If the town officials were parents of certain property owners, they might be saying “Please don’t make me come down there.” After years of discussing intrusions along town street rights of way, Oak Island leaders said they are within weeks of a fair, unified, town-wide crackdown on those abusing them.

Town council has stated it intends to gain better control of the street edges, which have become, in many cases, private gardens, boat trailer parking, fenced areas and other landscaped places for adjacent property owners.

The right of way is reserved for utilities and other public purposes. In many cases on Oak Island, homeowners have treated it like their private property, erecting fences, landscaping and other physical barriers.

Oak Island staff will enforce the ordinance with safety as the top priority. If fences, poles or other barriers create situations where drivers or pedestrians can’t evade a hazard, they will be at the top of the list.

Exceptions to the rules include mailboxes, newspaper boxes, town trees and driveways. However, just because a right of way obstruction isn’t an overt safety hazard doesn’t mean it won’t eventually be dealt with.

The purposes of the town’s latest code enforcement effort, according to staff, are to:

n Eliminate obstructions that create blind spots.

n Improve safety for bicyclists, pedestrians or vehicles that need to veer from the roadway to avoid a collision.

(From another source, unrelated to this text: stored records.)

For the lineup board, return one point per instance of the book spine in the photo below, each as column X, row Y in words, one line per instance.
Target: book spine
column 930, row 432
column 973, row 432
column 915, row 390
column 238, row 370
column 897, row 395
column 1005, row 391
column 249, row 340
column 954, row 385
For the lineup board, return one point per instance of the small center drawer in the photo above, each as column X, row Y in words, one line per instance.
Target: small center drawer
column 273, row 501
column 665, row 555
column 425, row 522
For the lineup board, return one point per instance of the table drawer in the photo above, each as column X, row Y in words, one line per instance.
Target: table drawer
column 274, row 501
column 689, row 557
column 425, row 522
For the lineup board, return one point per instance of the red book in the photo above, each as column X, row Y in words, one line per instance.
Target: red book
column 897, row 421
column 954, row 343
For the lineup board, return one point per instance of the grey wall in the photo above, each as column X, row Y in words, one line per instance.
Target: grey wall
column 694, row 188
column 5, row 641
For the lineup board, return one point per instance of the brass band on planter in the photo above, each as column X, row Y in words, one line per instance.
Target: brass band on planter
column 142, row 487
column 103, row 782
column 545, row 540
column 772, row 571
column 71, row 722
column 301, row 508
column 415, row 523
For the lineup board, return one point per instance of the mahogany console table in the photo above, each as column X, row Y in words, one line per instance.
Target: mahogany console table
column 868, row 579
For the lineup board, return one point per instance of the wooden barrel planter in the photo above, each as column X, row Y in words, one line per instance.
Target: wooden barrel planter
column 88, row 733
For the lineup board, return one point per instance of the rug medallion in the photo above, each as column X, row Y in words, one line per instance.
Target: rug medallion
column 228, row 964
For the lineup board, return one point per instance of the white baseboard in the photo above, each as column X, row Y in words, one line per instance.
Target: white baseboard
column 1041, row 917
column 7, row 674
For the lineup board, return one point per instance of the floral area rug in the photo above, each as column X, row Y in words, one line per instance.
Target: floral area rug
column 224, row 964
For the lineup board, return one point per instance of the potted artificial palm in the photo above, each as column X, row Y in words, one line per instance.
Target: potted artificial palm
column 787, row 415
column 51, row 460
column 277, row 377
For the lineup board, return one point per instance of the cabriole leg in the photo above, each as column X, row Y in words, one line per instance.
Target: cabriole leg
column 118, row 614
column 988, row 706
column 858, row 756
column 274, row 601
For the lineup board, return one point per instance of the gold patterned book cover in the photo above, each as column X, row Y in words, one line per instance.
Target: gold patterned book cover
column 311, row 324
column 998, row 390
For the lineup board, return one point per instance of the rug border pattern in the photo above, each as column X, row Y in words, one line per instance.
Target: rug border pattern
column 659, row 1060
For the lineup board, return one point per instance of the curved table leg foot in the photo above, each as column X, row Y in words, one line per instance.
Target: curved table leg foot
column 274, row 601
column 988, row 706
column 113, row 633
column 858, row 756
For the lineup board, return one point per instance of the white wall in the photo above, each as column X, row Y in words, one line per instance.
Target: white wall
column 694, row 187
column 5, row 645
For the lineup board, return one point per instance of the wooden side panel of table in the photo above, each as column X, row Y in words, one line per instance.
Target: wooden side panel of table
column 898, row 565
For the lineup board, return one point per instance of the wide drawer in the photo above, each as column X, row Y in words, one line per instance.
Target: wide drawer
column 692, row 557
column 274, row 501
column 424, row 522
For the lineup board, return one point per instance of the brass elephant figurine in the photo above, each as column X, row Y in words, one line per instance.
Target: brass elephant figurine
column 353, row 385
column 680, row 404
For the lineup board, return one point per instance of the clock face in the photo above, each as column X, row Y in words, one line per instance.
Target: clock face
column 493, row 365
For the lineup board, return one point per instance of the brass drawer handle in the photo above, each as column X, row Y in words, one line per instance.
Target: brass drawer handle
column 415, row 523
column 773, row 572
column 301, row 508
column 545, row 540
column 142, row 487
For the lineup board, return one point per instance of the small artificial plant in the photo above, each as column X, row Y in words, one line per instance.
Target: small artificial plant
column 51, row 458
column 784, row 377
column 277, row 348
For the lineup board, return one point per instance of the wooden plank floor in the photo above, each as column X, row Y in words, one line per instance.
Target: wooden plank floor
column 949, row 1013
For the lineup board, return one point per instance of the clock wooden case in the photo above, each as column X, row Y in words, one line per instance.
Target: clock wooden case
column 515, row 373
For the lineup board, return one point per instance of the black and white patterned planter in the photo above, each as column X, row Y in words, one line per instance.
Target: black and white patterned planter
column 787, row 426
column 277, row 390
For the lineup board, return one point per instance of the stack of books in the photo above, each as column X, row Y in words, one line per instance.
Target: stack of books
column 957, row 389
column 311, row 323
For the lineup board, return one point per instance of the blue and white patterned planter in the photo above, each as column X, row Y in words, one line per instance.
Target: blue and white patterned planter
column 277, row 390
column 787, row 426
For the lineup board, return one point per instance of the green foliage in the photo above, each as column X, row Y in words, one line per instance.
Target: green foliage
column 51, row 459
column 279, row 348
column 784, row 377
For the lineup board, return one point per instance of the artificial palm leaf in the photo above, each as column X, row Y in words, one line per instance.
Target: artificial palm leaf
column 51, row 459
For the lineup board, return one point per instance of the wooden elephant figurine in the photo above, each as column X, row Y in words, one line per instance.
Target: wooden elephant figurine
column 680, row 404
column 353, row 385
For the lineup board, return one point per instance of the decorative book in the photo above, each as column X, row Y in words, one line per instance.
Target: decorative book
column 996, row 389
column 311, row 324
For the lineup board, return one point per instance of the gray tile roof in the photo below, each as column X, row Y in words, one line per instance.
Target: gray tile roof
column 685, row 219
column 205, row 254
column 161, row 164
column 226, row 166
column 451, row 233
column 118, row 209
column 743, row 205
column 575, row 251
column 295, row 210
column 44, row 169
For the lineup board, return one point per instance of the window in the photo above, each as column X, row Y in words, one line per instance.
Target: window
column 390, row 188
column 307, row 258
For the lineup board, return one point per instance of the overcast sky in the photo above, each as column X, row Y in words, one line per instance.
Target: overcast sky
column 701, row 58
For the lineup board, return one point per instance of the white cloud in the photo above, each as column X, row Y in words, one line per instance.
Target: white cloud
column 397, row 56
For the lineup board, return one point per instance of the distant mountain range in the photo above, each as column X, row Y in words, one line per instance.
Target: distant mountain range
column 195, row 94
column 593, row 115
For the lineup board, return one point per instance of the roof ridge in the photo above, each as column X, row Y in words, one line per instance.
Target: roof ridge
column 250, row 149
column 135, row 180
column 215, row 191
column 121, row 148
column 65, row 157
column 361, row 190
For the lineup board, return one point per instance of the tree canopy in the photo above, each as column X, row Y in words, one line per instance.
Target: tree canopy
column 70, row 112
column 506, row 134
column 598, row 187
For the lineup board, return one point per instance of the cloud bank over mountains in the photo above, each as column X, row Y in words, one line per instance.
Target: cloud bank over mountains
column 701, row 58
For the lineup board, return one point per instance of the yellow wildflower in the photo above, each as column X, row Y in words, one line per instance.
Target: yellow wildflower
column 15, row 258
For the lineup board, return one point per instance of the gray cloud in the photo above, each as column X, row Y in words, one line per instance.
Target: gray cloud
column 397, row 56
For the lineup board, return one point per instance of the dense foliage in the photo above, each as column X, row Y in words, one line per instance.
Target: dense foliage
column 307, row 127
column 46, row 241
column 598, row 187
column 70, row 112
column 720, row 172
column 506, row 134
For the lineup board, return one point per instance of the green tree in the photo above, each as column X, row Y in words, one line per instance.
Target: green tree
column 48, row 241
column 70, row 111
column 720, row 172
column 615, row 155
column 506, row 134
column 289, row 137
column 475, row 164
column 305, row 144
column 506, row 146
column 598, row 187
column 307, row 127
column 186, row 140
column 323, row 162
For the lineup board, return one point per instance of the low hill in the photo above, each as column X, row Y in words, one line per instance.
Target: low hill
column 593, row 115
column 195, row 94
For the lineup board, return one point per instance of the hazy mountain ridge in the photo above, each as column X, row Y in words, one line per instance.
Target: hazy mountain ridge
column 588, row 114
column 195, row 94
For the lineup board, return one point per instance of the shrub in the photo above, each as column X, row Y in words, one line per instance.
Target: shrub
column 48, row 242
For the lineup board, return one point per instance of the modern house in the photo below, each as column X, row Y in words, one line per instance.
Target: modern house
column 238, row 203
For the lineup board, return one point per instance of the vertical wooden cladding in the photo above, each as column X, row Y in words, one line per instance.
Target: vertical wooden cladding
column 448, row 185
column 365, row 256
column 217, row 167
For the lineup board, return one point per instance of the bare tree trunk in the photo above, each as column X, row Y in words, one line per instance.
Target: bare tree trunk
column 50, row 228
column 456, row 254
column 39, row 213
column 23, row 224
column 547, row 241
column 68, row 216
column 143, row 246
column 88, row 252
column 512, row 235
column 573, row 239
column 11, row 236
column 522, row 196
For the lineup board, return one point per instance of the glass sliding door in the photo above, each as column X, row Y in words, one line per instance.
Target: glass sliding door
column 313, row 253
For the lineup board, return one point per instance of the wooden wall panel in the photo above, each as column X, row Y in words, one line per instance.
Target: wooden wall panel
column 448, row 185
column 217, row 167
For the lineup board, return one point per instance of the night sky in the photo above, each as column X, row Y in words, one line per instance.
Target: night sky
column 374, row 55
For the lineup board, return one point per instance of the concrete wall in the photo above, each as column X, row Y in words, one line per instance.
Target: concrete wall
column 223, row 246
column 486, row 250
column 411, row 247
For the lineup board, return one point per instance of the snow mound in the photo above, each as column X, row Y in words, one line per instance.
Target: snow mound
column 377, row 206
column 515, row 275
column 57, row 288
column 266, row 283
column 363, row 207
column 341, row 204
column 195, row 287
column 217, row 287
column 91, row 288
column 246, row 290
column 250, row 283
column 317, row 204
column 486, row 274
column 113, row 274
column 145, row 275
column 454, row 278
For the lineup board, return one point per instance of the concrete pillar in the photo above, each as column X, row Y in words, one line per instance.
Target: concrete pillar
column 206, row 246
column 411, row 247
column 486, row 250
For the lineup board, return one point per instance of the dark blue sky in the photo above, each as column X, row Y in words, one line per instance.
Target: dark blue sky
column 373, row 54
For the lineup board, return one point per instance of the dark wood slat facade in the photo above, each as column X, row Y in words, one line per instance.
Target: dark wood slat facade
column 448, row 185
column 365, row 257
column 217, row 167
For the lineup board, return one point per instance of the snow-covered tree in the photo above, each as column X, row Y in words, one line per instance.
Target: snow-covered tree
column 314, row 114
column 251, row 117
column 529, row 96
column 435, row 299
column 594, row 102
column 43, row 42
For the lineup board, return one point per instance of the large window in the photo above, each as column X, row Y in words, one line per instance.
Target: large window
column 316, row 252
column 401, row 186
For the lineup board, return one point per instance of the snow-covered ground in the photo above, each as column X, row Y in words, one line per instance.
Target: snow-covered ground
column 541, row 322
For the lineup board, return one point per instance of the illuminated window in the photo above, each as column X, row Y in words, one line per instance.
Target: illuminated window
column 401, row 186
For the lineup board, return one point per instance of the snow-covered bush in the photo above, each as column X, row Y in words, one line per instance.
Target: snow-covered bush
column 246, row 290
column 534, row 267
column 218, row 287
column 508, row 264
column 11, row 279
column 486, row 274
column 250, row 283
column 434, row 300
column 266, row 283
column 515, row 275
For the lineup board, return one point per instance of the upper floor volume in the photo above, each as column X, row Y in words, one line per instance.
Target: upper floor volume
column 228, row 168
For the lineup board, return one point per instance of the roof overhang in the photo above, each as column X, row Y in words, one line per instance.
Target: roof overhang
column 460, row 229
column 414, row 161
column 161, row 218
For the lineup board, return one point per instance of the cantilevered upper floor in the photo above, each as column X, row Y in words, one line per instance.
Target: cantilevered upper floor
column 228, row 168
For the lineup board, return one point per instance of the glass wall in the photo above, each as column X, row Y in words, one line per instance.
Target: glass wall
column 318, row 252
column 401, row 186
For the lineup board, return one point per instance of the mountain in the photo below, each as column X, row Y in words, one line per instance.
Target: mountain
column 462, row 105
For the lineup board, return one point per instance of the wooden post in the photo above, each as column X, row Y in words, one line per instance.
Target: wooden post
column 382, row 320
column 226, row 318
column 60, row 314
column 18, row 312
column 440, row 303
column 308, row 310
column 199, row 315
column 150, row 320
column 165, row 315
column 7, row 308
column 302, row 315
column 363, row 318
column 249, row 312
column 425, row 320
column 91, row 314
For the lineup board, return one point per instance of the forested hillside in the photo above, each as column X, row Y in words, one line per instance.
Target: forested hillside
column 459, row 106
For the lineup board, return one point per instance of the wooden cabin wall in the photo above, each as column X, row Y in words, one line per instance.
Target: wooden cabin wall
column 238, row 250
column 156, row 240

n Remove physical restrictions for parking, walking and bicycling.

n Ensure that infrastructure - such as fire hydrants and electrical junction boxes – has safe, ready access.

n Keep street ends open and free of items that block public access.

n Eliminate hardened surfaces that increase stormwater runoff.

“We’re trying to get the word out,” said Planner Jake Vares. “In a couple of weeks, we are going to methodically go zone by zone through the town and get things out of the right of way.”

Code enforcement officers will initially send letters to property owners where there are issues, Vares said. “It’s going to be a big change,” he said. “We will work with people as long as they work with us.”

Those who ignore the warnings could see town crews removing obstructions and possibly fines, Vares said.

Vares said the state Department of Transportation would also be enforcing its rules along state rights of way, including Long Beach Road, Middleton Avenue, Beach Road and Oak Island Drive.

Items with wheels – including boat trailers, motor homes and recreational vehicles - are the purview of the Police Department (910) 278- 5595. The ordinance allows parking of vehicles and trailers in the right of way for up to 72 hours.